Search code examples
httphttp-redirectlanguage-agnostic

Is it possible to set 301 in an infinite loop based on the request


Please consider this language agnostic. I really like to know what happens beneath. The code is in C#. The problem is, I am trying to fetch this URL: https://fr.wikipedia.org/wiki/Monast%C3%A8re_d%27Arkadi from code. Whatever I do, I get either "MaximumAutoRedirects exceeded" or "operation timed out".

Sample code in C#, although I see similar results in other languages:

var url = "https://fr.wikipedia.org/wiki/Monast%C3%A8re_d%27Arkadi";
var request = (HttpWebRequest)WebRequest.Create(url);
try
{
    request.CookieContainer = new CookieContainer();
    request.MaximumAutomaticRedirections = Int32.MaxValue;
    request.AllowAutoRedirect = true;
    request.Method = "GET";
    using (WebResponse response = request.GetResponse())
    using (var stream = response.GetResponseStream())
    {
        var reader = new StreamReader(stream);
        var res = reader.ReadToEnd();
    }
}
catch (Exception ex)
{

}

My questions:

  1. Why this auto re-direct is happening?
  2. Is it possible to detect a get from code / browser? ( I don't know how to ask this. I meant that when accessing from Chrome I get the URL. But when performing a GET from code, I get infinite re-direct. So are those GETs any different was my question)

P.S: This question prompted me to ask this. Why Wikipedia returns 301 response code with certain URL?


Solution

  • Is it possible to set 301 in an infinite loop based on the request ?

    Yes. An http server can send you an inifinite scheme. Usually the browser will detect an infinite redirection loop and will stop redirecting. A configuration problem on the server side can create a redirection loop. An HTTP client should be able to detect that and stop after a certain amount of redirections (and request.MaximumAutomaticRedirections = Int32.MaxValue is maybe too big in that case)

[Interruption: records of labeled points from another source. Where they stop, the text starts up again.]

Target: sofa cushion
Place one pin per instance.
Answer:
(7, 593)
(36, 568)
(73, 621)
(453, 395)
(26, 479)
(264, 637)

    Why is it happening? Well, mistakes. You can write rules in the HTTP server configuration with infinite redirections, the HTTP server is not a compiler, this will not be detected on the server side.

    Or maybe you have a lot of different servers to manage and they do not all get the last configuration at the same time. In the wikipedia case it could be for example with someone fixing the redirections of a page. Say you have:

    • A -> B
    • B
    • C -> B

    And you fix it to:

    • A
    • B -> A
    • C -> A

    If any Reverse proxy cache as registered the A -> B redirection in a temporary cache, or if this is not immediatly available in all database replicas (as a wiki is storing a lot of rule in the application database), then... you could have both A->B and B->A responses on the client side.

    Why this auto re-direct is happening?

    Because you wrote:

    request.AllowAutoRedirect = true;
    

    Note that I'm not a C# expert but it seems legit.

    Is it possible to detect a get from code / browser?

    Not sure what you are asking for.

    EDIT Ok, so your question is how to track the HTTP traffic made by the browser when a simple GET is made, and maybe also how to track it from your code.

    On the browser you have some native tools like the network tab in the development tools, where you can activate the preserve log button to track redirections, but for simple redirection I think you do not even need to preverve log to see the 302 responses followed by other requests.

    If you want to catch all HTTP traffic on your computer you can always use wireshark, which is not so hard. Or you can enforce all your HTTP traffic in your application or browser through a proxy like Fiddler.